The tiles with a picture of your person is not just vulnerable, they’re also your workers! At the end of the game, each living person score you two points. That means survival are more important than getting things done now. If you have an epidemic, and lose three people, you suffer the loss right then and there, but you’ll also be less productive for the rest of the months. It is a double whammy that adds up fast.
A lot of players gets caught up chasing resources and neglect the fact that their people produce them in the first place. Simple things may be worth more than meets the eye. Fireworks are great to spend at festivals. Rice is a good thing to have around to keep people in your palace, which help retain inhabitants even when they would flee from drought. You can always sell your fireworks on the final turn if you don’t want to use them for anything.
Each two yuan is a point of victory. It’s usually better to hold onto extra tiles because you never know what you’ll need in a disaster (like a tribute demand, or a Mongol invasion). The reference table on the page lays out how each event impacts your score, but understanding the timing is just as important than knowing the rules.
But it’s not only about understanding the rules… When they hit matters too. Early in the game, you may be fine with a drought because you have lots of rice, but late in the game, if you run out, you’ll be forced to release individuals from the scoring palaces, losing those points quickly. Your goal should be to match your risk level to your resource buffer. If a festival is on the horizon, hoard fireworks. If an epidemic are looming, stockpile healers.
Multiple monk buildings scores further because it doesn’t just add but multiplies. If there are four floors in your building and you have four buddhas, you get 4 x 4 = 16 for the palace. Having lots of monks in high towers will give you more points than having few monks spread around the palace. Build dense and specialize, don’t build broadly.
Most games will have an event that reduces the size of your tower, which can be a major penalty since floors is required for monk scoring later.
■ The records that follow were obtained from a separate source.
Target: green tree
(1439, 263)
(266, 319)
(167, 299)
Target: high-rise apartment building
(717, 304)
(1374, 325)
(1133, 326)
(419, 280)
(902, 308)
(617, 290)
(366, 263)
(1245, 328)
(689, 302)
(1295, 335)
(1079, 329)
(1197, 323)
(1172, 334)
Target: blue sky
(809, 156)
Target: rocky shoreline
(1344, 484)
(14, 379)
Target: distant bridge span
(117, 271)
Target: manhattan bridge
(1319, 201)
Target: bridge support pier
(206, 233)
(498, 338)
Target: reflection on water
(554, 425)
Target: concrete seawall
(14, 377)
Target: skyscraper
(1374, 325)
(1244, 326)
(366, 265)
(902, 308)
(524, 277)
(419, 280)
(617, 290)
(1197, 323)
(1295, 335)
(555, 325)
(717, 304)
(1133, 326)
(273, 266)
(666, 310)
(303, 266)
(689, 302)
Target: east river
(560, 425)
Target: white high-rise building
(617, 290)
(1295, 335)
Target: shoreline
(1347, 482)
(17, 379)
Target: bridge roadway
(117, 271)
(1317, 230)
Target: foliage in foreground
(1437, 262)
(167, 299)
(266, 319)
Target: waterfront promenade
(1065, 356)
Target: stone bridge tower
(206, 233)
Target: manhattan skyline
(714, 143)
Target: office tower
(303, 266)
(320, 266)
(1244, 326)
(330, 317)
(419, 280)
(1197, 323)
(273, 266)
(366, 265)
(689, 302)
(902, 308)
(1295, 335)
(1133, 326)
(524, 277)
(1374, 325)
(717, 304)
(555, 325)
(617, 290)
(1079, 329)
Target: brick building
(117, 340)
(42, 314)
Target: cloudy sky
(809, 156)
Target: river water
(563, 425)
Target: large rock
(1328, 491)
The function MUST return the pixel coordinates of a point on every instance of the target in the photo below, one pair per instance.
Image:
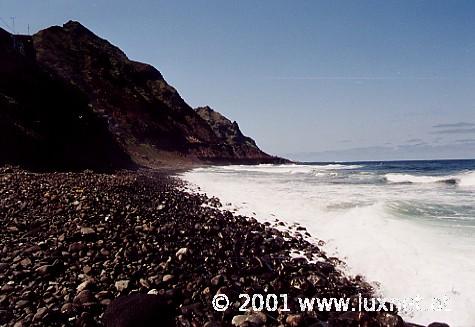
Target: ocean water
(407, 226)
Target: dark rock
(139, 310)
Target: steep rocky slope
(45, 123)
(98, 108)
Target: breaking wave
(463, 179)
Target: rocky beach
(72, 243)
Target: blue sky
(319, 80)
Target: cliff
(128, 113)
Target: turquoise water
(407, 226)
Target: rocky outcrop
(124, 104)
(44, 122)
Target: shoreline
(97, 237)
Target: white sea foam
(463, 179)
(407, 257)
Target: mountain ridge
(145, 116)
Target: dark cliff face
(124, 105)
(45, 123)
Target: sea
(407, 226)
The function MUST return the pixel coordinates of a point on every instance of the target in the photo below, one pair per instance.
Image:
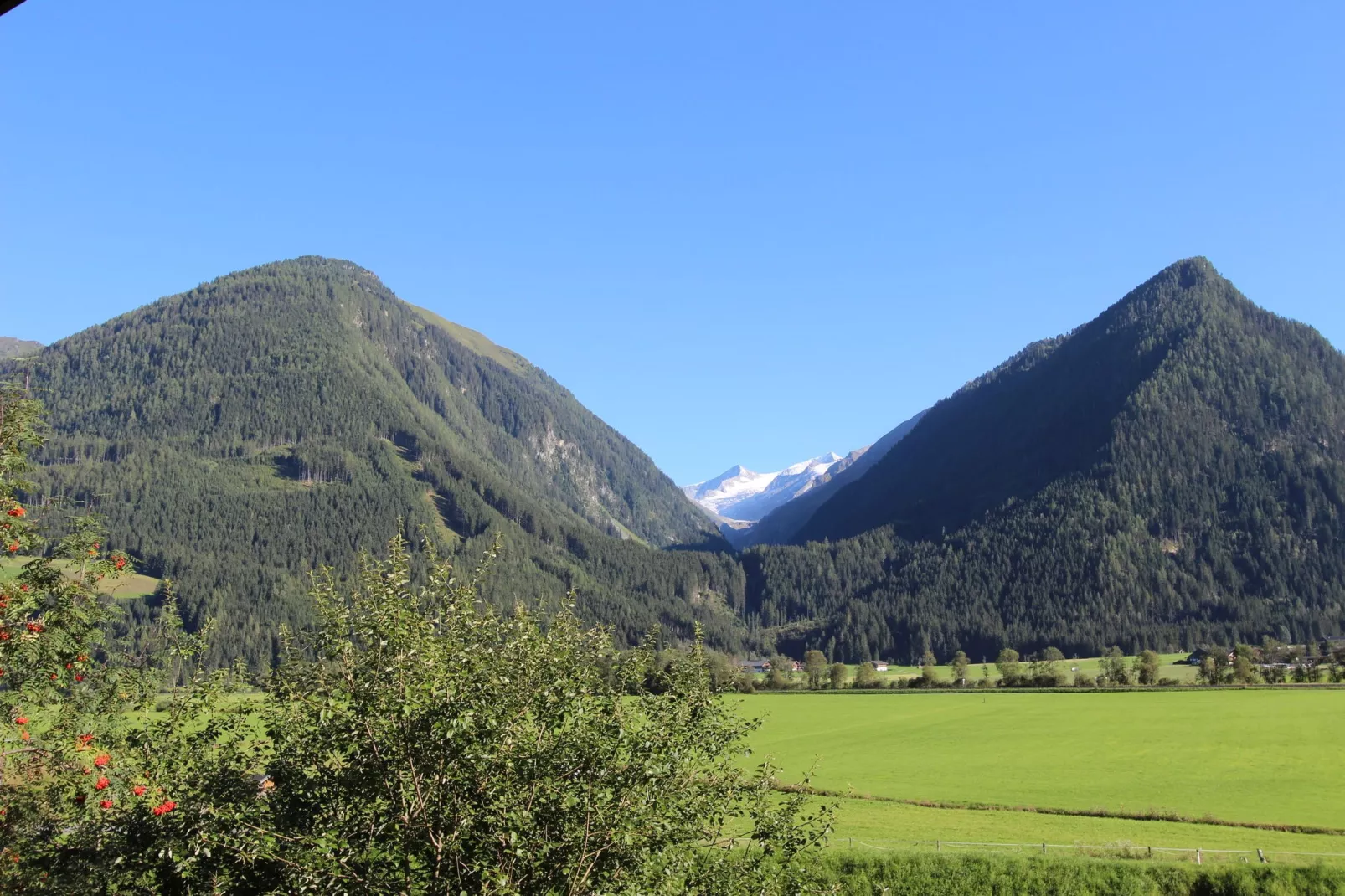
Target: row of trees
(1274, 663)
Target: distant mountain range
(11, 348)
(1167, 475)
(740, 496)
(284, 417)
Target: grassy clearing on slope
(1256, 755)
(126, 587)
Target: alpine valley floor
(1245, 756)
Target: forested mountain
(240, 434)
(1169, 474)
(11, 348)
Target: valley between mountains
(1167, 475)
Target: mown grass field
(126, 587)
(1251, 756)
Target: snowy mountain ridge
(743, 496)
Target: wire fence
(1198, 856)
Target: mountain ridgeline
(284, 417)
(1167, 475)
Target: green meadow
(1266, 756)
(126, 587)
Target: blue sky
(740, 233)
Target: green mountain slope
(1167, 474)
(286, 416)
(11, 348)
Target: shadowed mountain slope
(1167, 474)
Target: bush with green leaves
(425, 743)
(415, 742)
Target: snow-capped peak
(741, 494)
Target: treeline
(1271, 663)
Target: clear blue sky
(739, 232)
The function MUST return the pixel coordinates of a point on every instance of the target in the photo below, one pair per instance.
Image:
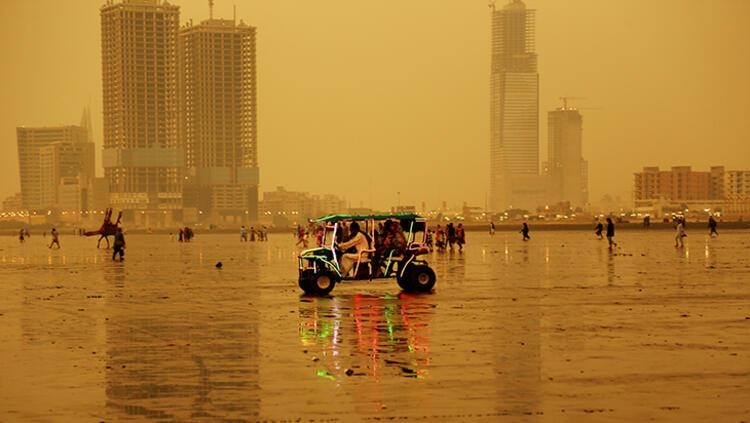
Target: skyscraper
(46, 155)
(566, 168)
(218, 119)
(514, 108)
(142, 159)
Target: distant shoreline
(470, 227)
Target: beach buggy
(395, 243)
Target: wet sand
(555, 329)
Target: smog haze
(369, 99)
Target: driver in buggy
(392, 240)
(358, 242)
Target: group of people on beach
(679, 222)
(446, 238)
(260, 234)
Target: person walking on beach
(599, 228)
(611, 234)
(119, 245)
(712, 226)
(440, 238)
(55, 239)
(301, 237)
(525, 231)
(460, 236)
(451, 233)
(680, 233)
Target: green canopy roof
(337, 217)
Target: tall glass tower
(514, 104)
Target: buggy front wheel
(417, 278)
(320, 283)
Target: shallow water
(555, 329)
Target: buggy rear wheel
(417, 278)
(321, 283)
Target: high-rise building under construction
(514, 110)
(142, 157)
(218, 119)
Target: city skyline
(376, 108)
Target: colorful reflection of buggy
(320, 268)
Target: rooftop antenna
(566, 98)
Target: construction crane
(565, 100)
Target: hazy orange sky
(401, 88)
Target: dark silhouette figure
(712, 224)
(55, 239)
(119, 245)
(611, 234)
(525, 231)
(599, 228)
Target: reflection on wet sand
(388, 334)
(181, 352)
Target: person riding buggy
(377, 247)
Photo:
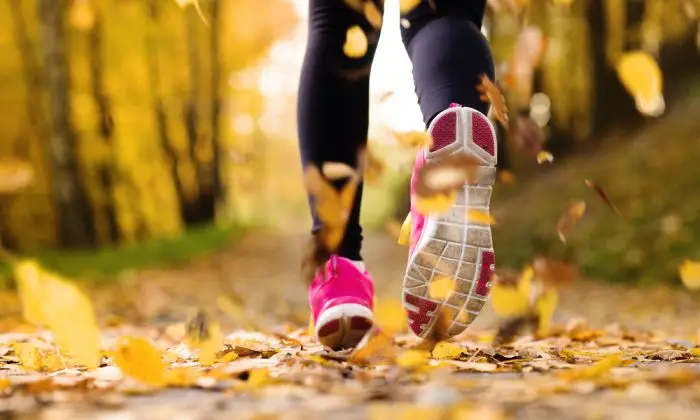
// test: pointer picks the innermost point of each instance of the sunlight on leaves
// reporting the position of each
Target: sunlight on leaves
(355, 42)
(689, 272)
(139, 359)
(569, 219)
(373, 15)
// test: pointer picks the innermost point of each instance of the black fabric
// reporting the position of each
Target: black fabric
(448, 53)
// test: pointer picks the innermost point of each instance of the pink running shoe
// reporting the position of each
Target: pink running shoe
(450, 244)
(341, 299)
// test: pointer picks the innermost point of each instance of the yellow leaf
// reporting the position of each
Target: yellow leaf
(30, 290)
(405, 233)
(68, 313)
(406, 6)
(480, 217)
(373, 15)
(355, 42)
(413, 359)
(690, 274)
(390, 316)
(444, 350)
(641, 76)
(182, 376)
(205, 335)
(544, 156)
(139, 359)
(441, 287)
(545, 306)
(439, 203)
(508, 301)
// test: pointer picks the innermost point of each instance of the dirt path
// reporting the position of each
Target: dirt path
(658, 380)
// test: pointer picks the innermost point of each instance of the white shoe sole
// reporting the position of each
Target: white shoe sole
(450, 244)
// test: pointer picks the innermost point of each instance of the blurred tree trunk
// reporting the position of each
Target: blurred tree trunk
(106, 214)
(75, 218)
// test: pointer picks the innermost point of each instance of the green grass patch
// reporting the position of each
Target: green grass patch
(94, 266)
(653, 178)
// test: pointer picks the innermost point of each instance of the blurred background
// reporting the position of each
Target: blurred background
(156, 139)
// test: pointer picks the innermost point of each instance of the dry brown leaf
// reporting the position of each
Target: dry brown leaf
(602, 194)
(569, 219)
(490, 93)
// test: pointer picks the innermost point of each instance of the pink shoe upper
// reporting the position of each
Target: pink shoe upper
(340, 282)
(418, 219)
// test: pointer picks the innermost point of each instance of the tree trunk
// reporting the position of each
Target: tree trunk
(75, 217)
(105, 126)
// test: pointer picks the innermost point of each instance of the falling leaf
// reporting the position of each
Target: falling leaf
(602, 194)
(405, 233)
(569, 219)
(480, 217)
(373, 15)
(506, 177)
(491, 94)
(390, 316)
(139, 359)
(544, 156)
(412, 359)
(642, 77)
(15, 174)
(355, 42)
(205, 335)
(197, 7)
(406, 6)
(444, 350)
(690, 274)
(441, 287)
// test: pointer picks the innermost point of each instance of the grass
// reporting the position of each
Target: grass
(652, 176)
(94, 266)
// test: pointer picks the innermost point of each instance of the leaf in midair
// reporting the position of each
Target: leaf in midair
(490, 93)
(569, 219)
(356, 44)
(204, 334)
(602, 194)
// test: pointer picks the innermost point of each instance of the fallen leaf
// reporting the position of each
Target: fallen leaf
(569, 219)
(544, 156)
(139, 359)
(689, 272)
(355, 42)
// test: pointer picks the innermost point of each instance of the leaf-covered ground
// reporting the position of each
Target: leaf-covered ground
(614, 353)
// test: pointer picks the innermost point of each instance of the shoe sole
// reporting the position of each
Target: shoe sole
(450, 245)
(343, 326)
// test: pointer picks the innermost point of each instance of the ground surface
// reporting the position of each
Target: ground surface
(635, 358)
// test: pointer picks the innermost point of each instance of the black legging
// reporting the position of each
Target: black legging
(448, 52)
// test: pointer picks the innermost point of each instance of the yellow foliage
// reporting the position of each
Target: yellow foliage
(139, 359)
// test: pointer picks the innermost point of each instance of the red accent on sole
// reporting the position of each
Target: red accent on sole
(417, 320)
(487, 261)
(360, 323)
(331, 327)
(482, 135)
(444, 131)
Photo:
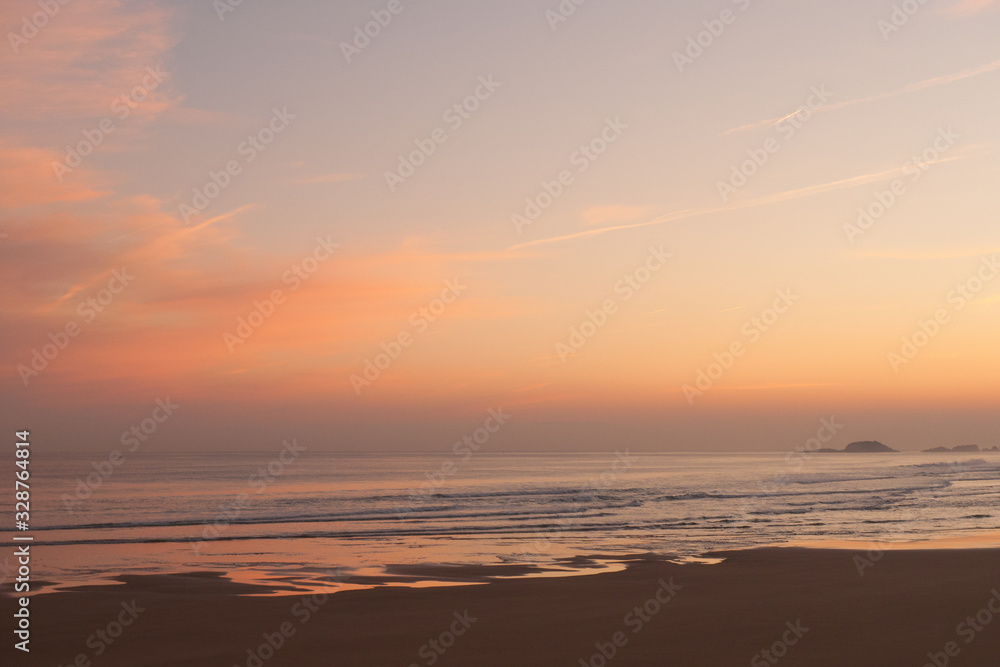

In general, don’t build too quickly if it leaves your structures hollow, because empty palaces loses floors and create penalties. Year of the Dragon deals with dealing with decay. If you don’t guard things they will fall apart. Resources are devoured, people perish, palaces collapse.
How do you combat that? Build engines that churn out points in spite of it. How do you slow its progression? You cannot control the events or the cards you draw, but you can control how you prepare for them. Random chance becomes manageable risk when you check your situation on a regular basis. A well-prepared emperor doesn’t burn; the dragon may breathe fire.